Bisogna andare dove si può lavorare meglio, e così io ho fatto.
Sala da concerti o teatro d’opera? Se avessi guardato alla sala in cui mi è stato chiesto di eseguire la Messa in Si minore di Bach a Vicenza avrei dovuto dire semplicemente: “no”. Il Teatro Comunale di Vicenza è la cartina tornasole che ti fa capire a quale livello sia la considerazione della musica “classica” nel nostro Paese. Infatti non è un teatro ma una sala conferenze. In Italia spesso non sappiamo nemmeno la differenza che ci deve essere in termini di acustica tra una sala da concerti e un teatro d’opera: l’hanno capito i cinesi, non l’abbiamo capito noi italiani che abbiamo “inventato” la musica.
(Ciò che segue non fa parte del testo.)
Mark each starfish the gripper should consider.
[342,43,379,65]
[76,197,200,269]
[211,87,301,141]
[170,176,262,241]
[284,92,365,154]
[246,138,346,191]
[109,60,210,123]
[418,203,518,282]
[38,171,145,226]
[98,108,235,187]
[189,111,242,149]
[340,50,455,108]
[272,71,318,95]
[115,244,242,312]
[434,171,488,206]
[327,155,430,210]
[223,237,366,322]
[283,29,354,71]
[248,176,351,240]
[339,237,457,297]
UN TEATRO D’OPERA NON È UNA SALA DA CONCERTI E UNA SALA CONFERENZA, SPESSO CHIAMATA AUDITORIUM, È ANCORA TUTTA UN’ALTRA COSA.
“Il Teatro Comunale di Vicenza è la cartina tornasole che ti fa capire a quale livello sia la considerazione della musica classica nel nostro Paese.”
Nel caso in specie, ha prevalso il piacere di collaborare con un mio ex allievo, il maestro Enrico Zanovello, e di onorare l’invito del direttore artistico Piergiorgio Meneghini. Anche perché mi hanno spiegato quanto sia burocraticamente difficile qui, oggi, fare un concerto a pagamento in una chiesa anziché in teatro, se così vogliamo chiamarlo. Un’altra delle tante cose che ci distinguono da altri Paesi.
Come salvare il concerto? L’unica possibilità per cambiare è tornare a dare valore alla musica, all’esigenza di ascoltare musica. È stato già dimostrato che fa bene, ascoltarla e studiarla. Nei Paesi oltralpe è vissuta come una necessità, non come una moda o uno status.
“Servirebbe una rivoluzione culturale che partisse dai musicisti, perché i politici non sanno niente.”
Servirebbe una rivoluzione culturale che partisse dai musicisti, perché i politici non sanno niente. Da parte di tutti i musicisti ci vorrebbe un’alleanza non piccole schermaglie, conflitti, rivalità. Invece molti colleghi italiani pensano per sé stessi: quell’interprete contro quell’altro. Si perdono in invidie e gelosie invece di lavorare per il Paese, per la musica di qualità.